The Tree of Knowledge
And who could forget that humanity gained its knowledge from a tree? The story from Genesis which tells us that we have dominion over the earth; the story where humans gain knowledge from a tree and converse with a snake; the story which places us in the natural world and tries to address a most interesting question: why are we different from all the other animals?
First off, let’s clear up what it means to have dominion over the earth. This is one of those beautiful moments in scripture where something written thousands of years ago has become even more true today than the author could ever have realized. Humans only had minor control over the Earth in the time Genesis was written. Today the fate of the planet rests firmly in our hands. For better or for worse, we have dominion over the earth. Perhaps it’s time we started taking that seriously and following in Jesus’s example. The king who chose to be a servant has a great deal to teach us about how to rule over all creation.
The main point the story of Eden teaches us is not the depravity of humanity because of the disobedience of Adam and Eve. What it is really trying to say to us is that humans have a unique place amongst God’s creation. We are almost like gods on the earth because of our knowledge. Knowledge we gained from a tree. In fact, both knowledge and life itself are embodied by trees long before humans.
I find it interesting how Jesus relates to trees and plants. He encourages us to live like the lilies of the field, who trust in God and do not worry about the future. He teaches us that we are like seeds who must break open and die before we can be truly born. He clearly believes that we should learn from the world of plants, for they have spiritual wisdom humanity lacks – and this wisdom is the same he came to teach. Jesus teaches the ways of Eden which we left behind but which they still have.
He even has a conversation with a fig tree, which was so strange and unlikely that the gospel writer made a point of saying that this was witnessed by his disciples in case anyone couldn’t believe that Jesus would talk to tree. He judged the tree, just as God judges all of creation. Jesus goes on after the tree is withered and dead from his judgement, to tell his disciples that they will one day judge both trees and mountains and will command them much in the same way God does in Job. And, of course, he tells them to forgive those who they are meant to judge.
We are meant to tend the garden of Eden not to exploit it. We are meant to care for the other creatures of the earth, not to treat them as raw materials for our industrial dreams.
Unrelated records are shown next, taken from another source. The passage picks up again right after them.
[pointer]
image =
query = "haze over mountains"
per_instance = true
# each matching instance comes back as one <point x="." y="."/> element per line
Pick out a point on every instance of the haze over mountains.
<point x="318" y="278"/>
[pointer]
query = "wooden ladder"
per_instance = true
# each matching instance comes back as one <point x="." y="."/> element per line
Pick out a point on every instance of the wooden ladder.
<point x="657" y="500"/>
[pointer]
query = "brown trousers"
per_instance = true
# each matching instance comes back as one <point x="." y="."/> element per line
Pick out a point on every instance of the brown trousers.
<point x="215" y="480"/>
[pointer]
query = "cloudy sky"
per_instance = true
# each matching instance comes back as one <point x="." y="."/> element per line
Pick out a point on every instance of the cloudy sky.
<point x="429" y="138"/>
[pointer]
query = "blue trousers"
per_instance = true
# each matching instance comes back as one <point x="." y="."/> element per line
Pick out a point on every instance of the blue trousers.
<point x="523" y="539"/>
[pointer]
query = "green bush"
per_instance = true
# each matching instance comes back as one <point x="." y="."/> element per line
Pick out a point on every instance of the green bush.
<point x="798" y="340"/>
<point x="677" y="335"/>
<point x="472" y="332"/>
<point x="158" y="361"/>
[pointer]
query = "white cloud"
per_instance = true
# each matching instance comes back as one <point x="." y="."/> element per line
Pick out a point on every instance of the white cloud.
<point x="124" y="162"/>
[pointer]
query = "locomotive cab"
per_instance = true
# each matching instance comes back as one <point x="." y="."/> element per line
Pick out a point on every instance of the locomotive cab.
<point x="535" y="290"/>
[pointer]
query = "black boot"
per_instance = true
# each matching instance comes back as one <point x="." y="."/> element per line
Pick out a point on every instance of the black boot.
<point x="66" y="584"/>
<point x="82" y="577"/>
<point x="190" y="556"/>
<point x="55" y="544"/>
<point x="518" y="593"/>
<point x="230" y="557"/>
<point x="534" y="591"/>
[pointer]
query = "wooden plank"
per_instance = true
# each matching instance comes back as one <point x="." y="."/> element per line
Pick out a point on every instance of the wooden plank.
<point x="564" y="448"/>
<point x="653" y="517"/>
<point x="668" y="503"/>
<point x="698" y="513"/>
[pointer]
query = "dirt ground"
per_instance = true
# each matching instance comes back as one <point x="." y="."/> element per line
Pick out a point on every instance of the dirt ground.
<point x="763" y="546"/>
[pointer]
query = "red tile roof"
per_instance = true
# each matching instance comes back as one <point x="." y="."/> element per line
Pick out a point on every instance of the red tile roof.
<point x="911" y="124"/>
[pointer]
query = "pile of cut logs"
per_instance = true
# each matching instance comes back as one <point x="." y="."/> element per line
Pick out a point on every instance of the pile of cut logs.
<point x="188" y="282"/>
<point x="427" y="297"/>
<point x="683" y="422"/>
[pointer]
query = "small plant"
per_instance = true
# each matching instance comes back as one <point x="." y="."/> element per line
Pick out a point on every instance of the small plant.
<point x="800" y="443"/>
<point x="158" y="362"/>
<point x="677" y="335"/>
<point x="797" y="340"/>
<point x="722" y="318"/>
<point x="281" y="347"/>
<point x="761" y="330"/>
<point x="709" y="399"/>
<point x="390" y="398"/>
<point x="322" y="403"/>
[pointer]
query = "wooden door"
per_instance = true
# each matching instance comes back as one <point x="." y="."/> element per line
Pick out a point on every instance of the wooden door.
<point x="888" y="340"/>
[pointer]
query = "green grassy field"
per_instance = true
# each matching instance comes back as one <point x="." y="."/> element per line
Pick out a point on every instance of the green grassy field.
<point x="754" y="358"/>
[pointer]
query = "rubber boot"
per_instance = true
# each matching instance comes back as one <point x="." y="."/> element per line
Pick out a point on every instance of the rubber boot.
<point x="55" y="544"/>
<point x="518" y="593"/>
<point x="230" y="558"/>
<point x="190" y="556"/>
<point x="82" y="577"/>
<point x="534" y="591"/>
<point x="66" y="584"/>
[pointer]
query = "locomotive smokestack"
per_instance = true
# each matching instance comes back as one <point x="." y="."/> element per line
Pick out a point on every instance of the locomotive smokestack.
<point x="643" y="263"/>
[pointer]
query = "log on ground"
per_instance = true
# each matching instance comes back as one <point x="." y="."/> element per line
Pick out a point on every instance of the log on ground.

We are meant to hear the words of the sun and the stars, the trees and the flowers, the stones and the waves, and we are meant to join them in praise of the great mystery which has created us all and given life to this one unique rock orbiting a small star in the corner of a galaxy somewhere.
The Bible teaches us that the law of God is spoken without words to all the earth by the movements of the sun. It teaches us that animals have wisdom and trees give knowledge. It teaches us that the stones of the earth and the waves of the sea praise God. And it teaches us that our special place in creation is to tend this garden and rule over it. So, dear sisters and brothers, what will you do with that knowledge?